Zugegeben, zu viele auch der Direktabgeordneten lassen sich heute schon von der eigenen Partei treiben und folgen lieber der Linie aus Berlin. Aber wenn man nun ihre Unabhängigkeit völlig eliminiert, wie es die Ampel ganz offen vorhat, dann zerstört man auch jede Chance darauf, dass Abweichler und Rebellen innerhalb einer Partei, länger als eine Legislaturperiode im Parlament bleiben.

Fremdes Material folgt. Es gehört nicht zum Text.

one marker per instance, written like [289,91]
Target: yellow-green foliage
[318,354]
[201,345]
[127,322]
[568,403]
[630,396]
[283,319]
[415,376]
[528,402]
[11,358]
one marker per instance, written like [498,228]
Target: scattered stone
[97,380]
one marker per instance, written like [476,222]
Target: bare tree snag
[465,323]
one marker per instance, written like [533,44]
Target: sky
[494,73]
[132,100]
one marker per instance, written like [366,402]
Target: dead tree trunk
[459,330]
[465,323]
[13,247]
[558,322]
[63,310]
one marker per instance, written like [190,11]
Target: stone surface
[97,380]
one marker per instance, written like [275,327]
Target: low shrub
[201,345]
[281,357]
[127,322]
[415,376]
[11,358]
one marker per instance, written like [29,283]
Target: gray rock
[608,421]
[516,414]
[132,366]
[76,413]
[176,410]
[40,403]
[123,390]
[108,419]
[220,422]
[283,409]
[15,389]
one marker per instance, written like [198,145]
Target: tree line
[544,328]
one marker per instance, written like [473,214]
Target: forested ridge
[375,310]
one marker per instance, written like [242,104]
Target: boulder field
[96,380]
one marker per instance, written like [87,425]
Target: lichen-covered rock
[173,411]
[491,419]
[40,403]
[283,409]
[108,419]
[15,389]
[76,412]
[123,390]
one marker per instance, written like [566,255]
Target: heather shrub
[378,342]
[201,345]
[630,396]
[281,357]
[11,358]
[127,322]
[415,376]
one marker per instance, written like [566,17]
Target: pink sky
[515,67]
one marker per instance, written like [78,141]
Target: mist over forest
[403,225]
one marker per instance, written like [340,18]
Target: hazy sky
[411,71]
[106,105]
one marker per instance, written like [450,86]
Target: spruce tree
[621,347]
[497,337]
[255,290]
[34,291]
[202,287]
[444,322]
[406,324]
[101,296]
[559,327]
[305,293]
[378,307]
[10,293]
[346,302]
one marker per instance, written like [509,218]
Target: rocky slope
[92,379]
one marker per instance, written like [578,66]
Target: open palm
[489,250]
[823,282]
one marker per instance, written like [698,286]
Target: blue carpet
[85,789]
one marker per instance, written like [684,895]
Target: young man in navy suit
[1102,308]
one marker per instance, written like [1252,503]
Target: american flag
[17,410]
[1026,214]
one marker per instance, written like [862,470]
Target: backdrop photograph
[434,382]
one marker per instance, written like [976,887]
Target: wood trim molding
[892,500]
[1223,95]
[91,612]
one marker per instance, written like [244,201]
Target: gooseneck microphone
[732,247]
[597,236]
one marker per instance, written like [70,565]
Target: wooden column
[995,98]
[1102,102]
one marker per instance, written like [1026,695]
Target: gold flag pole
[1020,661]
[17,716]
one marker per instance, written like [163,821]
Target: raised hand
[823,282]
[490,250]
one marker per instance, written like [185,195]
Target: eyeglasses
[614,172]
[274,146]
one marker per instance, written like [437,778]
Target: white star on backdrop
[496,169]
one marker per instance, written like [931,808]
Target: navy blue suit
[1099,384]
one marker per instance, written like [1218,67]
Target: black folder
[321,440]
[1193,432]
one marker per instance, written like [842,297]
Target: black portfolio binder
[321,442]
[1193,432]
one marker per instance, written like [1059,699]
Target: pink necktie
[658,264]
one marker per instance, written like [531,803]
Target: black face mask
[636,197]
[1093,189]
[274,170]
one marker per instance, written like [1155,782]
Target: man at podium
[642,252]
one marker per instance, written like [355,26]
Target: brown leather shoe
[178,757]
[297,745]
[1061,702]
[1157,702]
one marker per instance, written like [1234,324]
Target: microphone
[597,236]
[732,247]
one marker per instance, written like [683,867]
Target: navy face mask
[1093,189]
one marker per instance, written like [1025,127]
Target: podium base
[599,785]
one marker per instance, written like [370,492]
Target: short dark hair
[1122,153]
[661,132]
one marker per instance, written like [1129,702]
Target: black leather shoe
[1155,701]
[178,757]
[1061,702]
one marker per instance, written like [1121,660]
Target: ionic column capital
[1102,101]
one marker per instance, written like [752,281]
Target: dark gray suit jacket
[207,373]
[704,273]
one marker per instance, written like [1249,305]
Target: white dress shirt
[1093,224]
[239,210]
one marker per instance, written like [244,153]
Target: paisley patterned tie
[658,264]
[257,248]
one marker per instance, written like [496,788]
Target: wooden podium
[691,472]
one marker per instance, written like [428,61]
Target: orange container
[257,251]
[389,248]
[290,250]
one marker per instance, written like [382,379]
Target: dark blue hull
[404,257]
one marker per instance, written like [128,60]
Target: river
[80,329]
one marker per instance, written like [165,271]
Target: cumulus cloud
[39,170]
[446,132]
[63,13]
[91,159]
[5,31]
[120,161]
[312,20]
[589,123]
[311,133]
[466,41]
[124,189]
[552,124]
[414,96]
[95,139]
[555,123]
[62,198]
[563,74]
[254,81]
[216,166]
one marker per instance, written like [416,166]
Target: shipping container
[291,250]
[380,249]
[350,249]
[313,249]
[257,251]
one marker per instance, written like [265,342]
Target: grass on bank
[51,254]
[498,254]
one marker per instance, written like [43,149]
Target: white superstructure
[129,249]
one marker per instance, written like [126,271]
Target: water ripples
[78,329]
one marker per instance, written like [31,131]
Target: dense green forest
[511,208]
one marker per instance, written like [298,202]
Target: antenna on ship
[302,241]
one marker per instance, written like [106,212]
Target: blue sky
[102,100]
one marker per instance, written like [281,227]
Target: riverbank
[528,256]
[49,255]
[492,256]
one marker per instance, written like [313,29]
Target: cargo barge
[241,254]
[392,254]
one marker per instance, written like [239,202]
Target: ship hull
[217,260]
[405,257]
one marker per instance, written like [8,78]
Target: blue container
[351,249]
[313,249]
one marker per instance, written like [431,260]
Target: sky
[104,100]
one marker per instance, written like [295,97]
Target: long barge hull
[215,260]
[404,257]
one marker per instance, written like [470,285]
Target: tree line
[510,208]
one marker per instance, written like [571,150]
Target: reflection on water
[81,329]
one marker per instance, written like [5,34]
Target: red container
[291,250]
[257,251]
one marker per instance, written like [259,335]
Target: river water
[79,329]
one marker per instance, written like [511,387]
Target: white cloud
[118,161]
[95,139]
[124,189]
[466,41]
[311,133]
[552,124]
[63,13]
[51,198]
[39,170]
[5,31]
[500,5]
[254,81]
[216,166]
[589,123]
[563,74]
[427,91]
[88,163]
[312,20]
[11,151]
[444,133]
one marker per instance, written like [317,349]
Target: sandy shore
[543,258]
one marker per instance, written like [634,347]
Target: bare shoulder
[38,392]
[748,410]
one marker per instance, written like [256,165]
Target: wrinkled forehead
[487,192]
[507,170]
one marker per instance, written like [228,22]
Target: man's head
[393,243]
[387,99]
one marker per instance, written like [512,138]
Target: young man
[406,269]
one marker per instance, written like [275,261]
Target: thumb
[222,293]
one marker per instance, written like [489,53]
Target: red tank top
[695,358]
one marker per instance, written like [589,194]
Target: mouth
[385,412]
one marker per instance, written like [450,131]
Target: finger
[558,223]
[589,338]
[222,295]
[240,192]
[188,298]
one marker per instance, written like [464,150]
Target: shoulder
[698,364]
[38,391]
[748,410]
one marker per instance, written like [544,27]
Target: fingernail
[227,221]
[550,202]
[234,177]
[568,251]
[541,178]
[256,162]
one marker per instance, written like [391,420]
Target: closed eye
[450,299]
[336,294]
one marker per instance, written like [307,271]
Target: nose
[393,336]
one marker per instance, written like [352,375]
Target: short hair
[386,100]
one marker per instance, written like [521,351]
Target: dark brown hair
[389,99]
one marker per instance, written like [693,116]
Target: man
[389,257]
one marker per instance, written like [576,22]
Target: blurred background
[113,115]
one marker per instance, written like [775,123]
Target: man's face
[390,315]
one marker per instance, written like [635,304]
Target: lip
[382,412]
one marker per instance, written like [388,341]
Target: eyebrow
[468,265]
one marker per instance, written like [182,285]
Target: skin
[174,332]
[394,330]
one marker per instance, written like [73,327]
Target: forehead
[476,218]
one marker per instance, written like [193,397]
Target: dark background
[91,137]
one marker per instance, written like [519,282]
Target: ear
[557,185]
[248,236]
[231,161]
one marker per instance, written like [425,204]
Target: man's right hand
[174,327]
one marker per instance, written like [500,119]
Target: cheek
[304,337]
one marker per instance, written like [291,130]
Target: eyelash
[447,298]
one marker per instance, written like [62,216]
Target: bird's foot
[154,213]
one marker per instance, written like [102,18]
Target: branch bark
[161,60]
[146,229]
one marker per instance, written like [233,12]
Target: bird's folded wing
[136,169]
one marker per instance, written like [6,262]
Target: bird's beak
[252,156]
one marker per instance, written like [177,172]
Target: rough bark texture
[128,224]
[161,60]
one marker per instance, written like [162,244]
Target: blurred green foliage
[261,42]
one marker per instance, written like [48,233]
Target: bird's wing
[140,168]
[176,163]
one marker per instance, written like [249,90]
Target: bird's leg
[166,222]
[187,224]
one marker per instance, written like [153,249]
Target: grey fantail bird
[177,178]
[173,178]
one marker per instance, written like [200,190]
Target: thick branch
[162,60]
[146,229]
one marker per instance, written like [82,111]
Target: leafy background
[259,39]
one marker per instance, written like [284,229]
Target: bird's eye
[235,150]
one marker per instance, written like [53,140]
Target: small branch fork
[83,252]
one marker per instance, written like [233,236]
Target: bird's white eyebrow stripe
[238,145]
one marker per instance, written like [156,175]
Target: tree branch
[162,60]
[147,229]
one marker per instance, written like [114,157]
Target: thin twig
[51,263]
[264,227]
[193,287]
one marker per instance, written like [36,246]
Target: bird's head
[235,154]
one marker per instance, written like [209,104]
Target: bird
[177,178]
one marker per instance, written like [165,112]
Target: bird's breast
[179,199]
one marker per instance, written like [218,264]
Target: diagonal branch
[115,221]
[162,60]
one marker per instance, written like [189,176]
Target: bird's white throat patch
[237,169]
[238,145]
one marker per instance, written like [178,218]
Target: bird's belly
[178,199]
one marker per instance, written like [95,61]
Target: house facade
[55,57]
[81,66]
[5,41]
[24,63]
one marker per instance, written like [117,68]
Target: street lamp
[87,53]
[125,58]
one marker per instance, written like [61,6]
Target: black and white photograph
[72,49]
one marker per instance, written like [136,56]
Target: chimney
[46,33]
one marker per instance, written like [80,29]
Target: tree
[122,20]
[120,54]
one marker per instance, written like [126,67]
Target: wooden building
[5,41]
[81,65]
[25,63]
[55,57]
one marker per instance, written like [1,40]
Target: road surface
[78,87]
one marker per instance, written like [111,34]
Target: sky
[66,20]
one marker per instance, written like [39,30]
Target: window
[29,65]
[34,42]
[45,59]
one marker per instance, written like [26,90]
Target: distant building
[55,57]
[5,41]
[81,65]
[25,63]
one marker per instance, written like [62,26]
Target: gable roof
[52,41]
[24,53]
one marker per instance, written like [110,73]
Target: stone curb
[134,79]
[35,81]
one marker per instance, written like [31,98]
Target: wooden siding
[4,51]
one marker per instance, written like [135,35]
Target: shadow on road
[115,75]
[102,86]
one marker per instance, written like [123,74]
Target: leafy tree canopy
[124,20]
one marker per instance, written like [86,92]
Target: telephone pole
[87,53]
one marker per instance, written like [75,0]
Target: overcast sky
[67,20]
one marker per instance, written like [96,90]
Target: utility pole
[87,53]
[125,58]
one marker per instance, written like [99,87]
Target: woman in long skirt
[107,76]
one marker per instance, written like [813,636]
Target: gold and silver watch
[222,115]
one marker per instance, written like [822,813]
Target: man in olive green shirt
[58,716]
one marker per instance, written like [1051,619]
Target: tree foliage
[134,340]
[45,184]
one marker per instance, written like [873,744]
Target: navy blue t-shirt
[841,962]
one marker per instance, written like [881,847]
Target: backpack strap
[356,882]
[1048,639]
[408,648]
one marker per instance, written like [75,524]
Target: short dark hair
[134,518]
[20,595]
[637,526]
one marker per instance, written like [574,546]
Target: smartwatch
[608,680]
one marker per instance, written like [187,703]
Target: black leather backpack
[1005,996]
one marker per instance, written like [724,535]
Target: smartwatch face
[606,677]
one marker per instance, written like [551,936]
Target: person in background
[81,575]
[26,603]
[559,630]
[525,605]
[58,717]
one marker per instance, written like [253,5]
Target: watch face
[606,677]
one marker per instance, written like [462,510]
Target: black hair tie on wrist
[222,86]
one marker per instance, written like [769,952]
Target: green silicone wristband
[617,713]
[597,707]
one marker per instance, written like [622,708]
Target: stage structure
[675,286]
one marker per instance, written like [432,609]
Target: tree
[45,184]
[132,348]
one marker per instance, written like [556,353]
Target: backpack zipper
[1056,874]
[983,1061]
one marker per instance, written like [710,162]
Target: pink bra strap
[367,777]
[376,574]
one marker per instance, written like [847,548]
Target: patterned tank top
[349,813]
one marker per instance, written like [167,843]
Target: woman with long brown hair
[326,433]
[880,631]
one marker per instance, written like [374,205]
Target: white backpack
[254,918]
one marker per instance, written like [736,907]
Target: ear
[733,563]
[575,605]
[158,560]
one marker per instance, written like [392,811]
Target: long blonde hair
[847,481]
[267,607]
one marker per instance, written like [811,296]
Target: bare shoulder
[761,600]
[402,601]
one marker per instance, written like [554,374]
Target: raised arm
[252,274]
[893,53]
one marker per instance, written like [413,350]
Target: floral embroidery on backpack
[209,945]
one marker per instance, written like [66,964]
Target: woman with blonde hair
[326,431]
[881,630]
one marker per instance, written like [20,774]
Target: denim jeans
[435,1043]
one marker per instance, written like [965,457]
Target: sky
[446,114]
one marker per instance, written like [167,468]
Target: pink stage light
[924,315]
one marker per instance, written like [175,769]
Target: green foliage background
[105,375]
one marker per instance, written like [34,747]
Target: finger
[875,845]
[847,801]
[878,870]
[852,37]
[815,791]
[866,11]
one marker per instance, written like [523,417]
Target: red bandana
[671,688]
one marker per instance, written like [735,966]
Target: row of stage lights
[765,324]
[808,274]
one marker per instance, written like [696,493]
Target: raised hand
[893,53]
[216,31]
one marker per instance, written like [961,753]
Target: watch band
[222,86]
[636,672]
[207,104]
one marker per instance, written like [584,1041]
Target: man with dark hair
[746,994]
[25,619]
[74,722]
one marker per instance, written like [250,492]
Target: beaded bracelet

Und auch die jetzt schon viel beschworene fehlende Bürgernähe, wird damit kein bisschen kleiner. Nach dem ersten Ampel-Vorschlag zur Wahlrechtsreform hätte es etwa in Bayern (nach den Ergebnissen der letzten Wahl 2021) für jedem fünften Wahlkreis keinen direkten Vertreter in Berlin gegeben. Nach dem endgültigen Vorschlag der Ampel werden es wohl nicht so viele – aber dafür steht jetzt eine ganz andere Gefahr am Horizont: Dass es in einem ganzen Land keinen Direktabgeordneten mehr gibt. Denn jetzt soll auch die Grundmandatsklausel, nach der Parteien unter 5 Prozent bundesweit mit drei Direktabgeordneten trotzdem einziehen, fallen. Damit zielt die Regierung ganz offen auf Linke und CSU ab. Wenn die CSU nun bei der nächsten Wahl alle Wahlkreise in Bayern gewinnt, aber bundesweit unter die 5 Prozent rutscht – was nicht unwahrscheinlich ist, durch das rein bayernweite Antreten – dann stünden alle bayerischen Wahlkreise ohne Vertreter in Berlin da. Einfach so.
Und ein Problem damit hat bei der Ampel wohl niemand – im Gegenteil, ein mögliches Ende der CSU im Bundestag ist ganz offen erwünscht. Für Konstantin von Notz, stellvertretender Fraktionsvorsitzender der Grünen, ist es „absurd“, dass die Regionalpartei nur in Bayern antritt. Sie habe es also quasi verdient rauszufliegen.
Man kann natürlich von der CSU und ihren Direktabgeordneten halten, was man will. Aber man müsste sich an der Stelle nur die Frage stellen, was passieren würde, wenn die Regierung in Polen oder Ungarn ähnliche Vorhaben durchdrückt.
Wahlkreisgewinner, die ihren Sitz nicht bekommen, zufällig vorwiegend von der Opposition, eine oppositionelle Volkspartei, die ausgelöscht wird – wie würde man so etwas nennen? Legalisierte Wahlmanipulation? Man braucht nicht viel Fantasie, um sich die schrillende Aufregung über ähnliche Vorhaben im Ausland vorzustellen. Und doch plant die Ampel genau das: Ein radikaler Wahlrechtsumbau, der die Opposition benachteiligt und im Parlament unabhängige Stimmen verschwinden lässt.